The good news is that there are a range of suggestions for ramping up funding from the public sector and institutional investors, making better use of funds, and making better use of existing projects.
So policymakers should just get to ploughing more money into projects, right? Not so fast.
As the Grattan Institute's Marion Terrill and Brendan Coates have argued, the conventional wisdom about infrastructure deficits may not be so wise.
One big problem is determining what an 'infrastructure deficit' actually is. McKinsey uses a very rough rule of thumb to underpin its analysis. The report notes the value of infrastructure capital stock in 20 countries between 1992 and 2012 averaged around 70% of GDP. It then assumes that the optimal value of infrastructure capital stock across all countries, including Australia, will be 70% of GDP.
It would be highly unfair to single out McKinsey's methods here. As Terrill and Coates point out, other top-down assessments are plagued by similar problems, and the range of estimates for Australia alone varies by hundreds of billions of dollars. What is more, the alternative, 'bottom-up' approaches (which add up the value of identified projects to reach an aggregate national number) need to make simplifying assumptions too, such as thinking all projects in a given list of potential projects should be funded irrespective of economic or social feasibility.

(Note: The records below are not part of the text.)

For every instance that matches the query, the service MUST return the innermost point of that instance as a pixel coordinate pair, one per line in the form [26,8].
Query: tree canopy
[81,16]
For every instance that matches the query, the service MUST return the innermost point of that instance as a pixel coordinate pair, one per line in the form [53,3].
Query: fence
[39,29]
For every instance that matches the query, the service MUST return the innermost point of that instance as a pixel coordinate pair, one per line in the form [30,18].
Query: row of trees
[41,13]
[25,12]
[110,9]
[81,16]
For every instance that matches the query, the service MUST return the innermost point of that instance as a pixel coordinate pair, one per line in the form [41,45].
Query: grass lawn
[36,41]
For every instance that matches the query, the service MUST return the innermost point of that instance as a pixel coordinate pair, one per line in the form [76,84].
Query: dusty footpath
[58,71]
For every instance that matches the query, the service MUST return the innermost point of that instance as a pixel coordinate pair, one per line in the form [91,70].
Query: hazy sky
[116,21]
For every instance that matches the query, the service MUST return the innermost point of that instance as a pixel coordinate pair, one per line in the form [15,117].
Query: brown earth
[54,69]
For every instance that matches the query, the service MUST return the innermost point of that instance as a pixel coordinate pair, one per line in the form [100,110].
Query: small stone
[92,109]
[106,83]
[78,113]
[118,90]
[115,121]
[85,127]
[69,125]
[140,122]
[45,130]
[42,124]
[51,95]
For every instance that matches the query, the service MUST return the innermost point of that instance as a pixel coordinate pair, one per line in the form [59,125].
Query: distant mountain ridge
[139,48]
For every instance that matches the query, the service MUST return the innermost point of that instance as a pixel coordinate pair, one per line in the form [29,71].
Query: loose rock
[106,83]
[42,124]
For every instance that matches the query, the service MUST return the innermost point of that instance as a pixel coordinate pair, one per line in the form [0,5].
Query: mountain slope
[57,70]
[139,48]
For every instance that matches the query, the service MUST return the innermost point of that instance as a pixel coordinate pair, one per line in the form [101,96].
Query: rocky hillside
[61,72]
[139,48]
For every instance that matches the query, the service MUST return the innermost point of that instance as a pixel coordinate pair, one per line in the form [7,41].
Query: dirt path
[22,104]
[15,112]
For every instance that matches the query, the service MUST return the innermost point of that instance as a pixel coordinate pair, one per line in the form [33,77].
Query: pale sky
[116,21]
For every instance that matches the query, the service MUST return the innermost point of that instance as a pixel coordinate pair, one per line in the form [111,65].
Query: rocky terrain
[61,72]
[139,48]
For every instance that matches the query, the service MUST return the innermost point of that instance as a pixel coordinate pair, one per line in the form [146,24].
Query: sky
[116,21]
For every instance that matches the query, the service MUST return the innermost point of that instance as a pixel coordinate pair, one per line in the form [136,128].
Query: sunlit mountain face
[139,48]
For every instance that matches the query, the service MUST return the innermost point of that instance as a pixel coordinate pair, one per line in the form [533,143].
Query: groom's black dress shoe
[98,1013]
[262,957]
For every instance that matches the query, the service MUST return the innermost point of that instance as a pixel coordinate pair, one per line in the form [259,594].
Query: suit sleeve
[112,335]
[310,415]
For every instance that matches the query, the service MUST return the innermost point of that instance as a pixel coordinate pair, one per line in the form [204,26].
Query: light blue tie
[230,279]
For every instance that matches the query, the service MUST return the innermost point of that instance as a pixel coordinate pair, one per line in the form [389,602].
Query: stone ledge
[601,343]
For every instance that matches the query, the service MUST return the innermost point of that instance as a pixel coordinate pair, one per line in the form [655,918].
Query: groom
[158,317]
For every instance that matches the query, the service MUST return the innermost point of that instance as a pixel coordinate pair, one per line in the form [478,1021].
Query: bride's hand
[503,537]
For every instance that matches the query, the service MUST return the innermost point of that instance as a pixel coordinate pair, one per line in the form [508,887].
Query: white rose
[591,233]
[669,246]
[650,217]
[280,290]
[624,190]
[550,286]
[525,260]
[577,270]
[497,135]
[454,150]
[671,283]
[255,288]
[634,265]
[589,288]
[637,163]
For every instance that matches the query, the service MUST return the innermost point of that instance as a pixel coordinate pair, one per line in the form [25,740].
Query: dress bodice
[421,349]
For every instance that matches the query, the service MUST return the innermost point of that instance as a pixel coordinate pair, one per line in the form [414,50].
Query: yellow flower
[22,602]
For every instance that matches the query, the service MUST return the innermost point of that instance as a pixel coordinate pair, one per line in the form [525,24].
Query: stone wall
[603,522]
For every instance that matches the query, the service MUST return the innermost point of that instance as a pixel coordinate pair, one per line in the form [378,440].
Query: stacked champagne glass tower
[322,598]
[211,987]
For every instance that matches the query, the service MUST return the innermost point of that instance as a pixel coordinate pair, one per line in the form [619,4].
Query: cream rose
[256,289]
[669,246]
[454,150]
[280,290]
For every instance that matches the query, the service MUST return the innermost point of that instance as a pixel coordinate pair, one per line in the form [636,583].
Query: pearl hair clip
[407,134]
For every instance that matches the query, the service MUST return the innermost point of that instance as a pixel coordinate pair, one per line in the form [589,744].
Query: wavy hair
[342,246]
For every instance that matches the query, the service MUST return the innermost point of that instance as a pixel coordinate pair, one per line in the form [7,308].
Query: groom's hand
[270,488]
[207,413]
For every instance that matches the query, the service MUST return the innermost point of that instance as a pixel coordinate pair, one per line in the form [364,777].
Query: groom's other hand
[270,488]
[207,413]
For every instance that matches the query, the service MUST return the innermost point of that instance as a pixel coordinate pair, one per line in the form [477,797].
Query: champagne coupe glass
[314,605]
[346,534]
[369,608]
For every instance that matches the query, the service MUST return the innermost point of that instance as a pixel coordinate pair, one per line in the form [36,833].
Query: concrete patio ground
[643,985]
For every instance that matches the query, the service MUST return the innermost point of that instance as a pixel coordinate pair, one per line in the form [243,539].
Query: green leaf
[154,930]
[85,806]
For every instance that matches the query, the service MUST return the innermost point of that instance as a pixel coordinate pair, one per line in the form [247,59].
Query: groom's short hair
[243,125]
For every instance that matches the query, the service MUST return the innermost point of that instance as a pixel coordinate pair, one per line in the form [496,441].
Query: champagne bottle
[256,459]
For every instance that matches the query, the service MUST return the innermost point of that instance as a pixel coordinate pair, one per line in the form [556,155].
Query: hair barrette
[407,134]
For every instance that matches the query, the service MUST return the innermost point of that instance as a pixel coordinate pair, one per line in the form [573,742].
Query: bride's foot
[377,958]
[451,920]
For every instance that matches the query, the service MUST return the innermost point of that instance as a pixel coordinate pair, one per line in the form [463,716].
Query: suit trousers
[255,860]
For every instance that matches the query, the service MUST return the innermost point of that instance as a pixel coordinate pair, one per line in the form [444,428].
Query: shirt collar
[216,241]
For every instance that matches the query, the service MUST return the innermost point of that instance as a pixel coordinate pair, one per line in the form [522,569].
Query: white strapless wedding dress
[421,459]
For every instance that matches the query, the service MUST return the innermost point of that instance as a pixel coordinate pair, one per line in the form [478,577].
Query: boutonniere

But the flaws in methods for calculating aggregate infrastructure deficits, combined with IMF and World Bank research in recent years that questions the merits of simply increasing spending on infrastructure, suggests that policymakers shouldn't be driven by headlines about supposed infrastructure deficits. The focus should instead be on prioritising the 'right' investment. Picking the right projects is a tricky beast and raises a complex array of questions. Fundamentally, investment is only economically desirable if the benefits of extra projects outweigh the costs they impose on the community, including all social and environmental costs.
What's more, countries must also work out the best additions to existing infrastructure networks. For example, the Australian Infrastructure Plan acknowledges the majority of infrastructure Australians will use in the next 15 years has already been built, but concludes this infrastructure will require substantial additional funding for maintenance, renewal and upgrade in line with population growth.
Part of the story then is about improving the quality of the cost-benefit analyses underpinning projects. Oxford's Bent Flyvbjerg and Harvard's Cass Sunstein have found that conventional cost-benefit techniques tend to overestimate benefit-cost ratios by typically between 50% and 200%, depending on the type of project. These errors cost billions.
Other questions need to be asked about whether broader macroeconomic, financial and taxation policies impede projects, as well as of the nature of institutions governing the project selection process.
As Mike Callaghan has argued though, what matters most is that all significant factors influencing a decision are accounted for, fully disclosed and available for public scrutiny.
If governments are looking for new actions on investment, they should consider a commitment to make the selection of infrastructure projects fully transparent. As the McKinsey report points out, there are also significant gains to be made by making a public priority of maintaining existing infrastructure. Perhaps it is also time to revist an old policy chestnut of improving price signals, such as through road user charging.